The Auditor General’s Office (VAGO) examined the cost of securing, planning for and then withdrawing from the 2026 Commonwealth Games and the quality of agencies’ advice to the government.

It concluded $589 million of public money was wasted as a consequence of actions taken by the Department of Premier and Cabinet (DPC), Department of Treasury and Finance (DTF), Department of Jobs, Skills, Industry and Regions (DJSIR).

“This waste would have been avoided if agencies had worked together better to give frank and full advice to the government before it decided to host the games,” wrote auditor general Andrew Greaves.

“The government relied on DJSIR’s business case when it decided to host the games and determined the budget. The business case raised the risks associated with hosting the games. But it underestimated the costs and overstated the benefits. DJSIR, DPC and DTF knew this but did not advise government to delay a decision on hosting until a fit-for-purpose business case could be provided.

“DPC and DTF consistently raised cost and other risks during 2022 and early 2023. But they did not advise government that hosting the games might be unfeasible until June 2023.”

VAGO recommended DPC and DTF work with the Public Sector Commission (VPSC) to comprehensively review the standard of advice provided, which it said didn’t meet the standard established in the Public Service Act.

The government has rejected this recommendation, but accepted in part a second recommendation that lays out the content such a review should cover.

The full report paints a picture of a systemic failure to communicate frank and full advice from the first step of the process. It argued DJSIR’s business case for the games was inadequate to support an informed decision by the government on the likely costs and benefits of hosting.

While the business case itself noted the need for additional costings to be done, time constraints meant these were never performed. In particular, the report says it relied on “desktop research” of what previous games cost, rather than go through a rigorous research and consultation process that accounted for lacking infrastructure in the regional centres that were to host some of the games.

DTF and DPC’s contributions to the audit suggest they are similarly unimpressed by DJSIR’s performance. They told the auditor general the department did not always work with them cooperatively and failed to provide them with requested information. This affected their ability to provide timely and accurate advice.

But the audit office did not give them a pass either, suggesting their advice to the government was not in line with either their statutory obligations as public servants, or in keeping with the best practice for large-scale project management.

Greaves said DTF’s and DPC’s advice to the government about the games was clear about the risks, but not always sufficiently comprehensive and frank.

“At key stages, both departments formally recommended that the government proceed with the games despite significant and unresolved concerns,” he said.
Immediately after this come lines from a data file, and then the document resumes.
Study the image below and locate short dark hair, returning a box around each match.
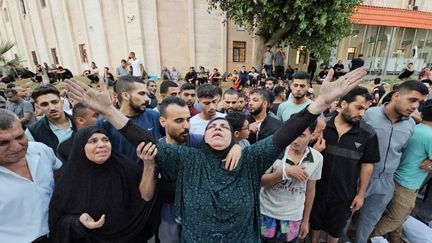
[339,86,373,105]
[121,59,127,63]
[160,81,178,94]
[31,84,60,102]
[223,89,239,99]
[290,112,317,133]
[238,92,245,99]
[293,71,311,81]
[72,103,90,121]
[146,80,156,87]
[358,54,364,57]
[115,76,144,102]
[266,77,278,85]
[250,88,272,104]
[226,111,247,132]
[180,83,195,92]
[374,78,381,85]
[273,86,286,97]
[0,108,19,130]
[159,96,187,117]
[421,99,432,121]
[394,80,429,96]
[197,84,220,99]
[5,88,17,96]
“Before the state signed the host contract, DTF identified material concerns and risks for the state relating to the reliability of DJSIR’s estimated costs for the games. DTF suggested that the actual costs were likely to exceed the quantifiable benefits from the games.

“This meant that the benefit-cost ratio for the games was likely below one. Despite these concerns, DTF supported recommendations that the state host the games and underwrite the costs. DPC had similar concerns about the reliability of the Games’ costs. But it placed no emphasis on these concerns when it briefed the premier in April 2022 in support of the state signing the host contract.”

DPC, DTF and VPSC were contacted but did not respond prior to publication.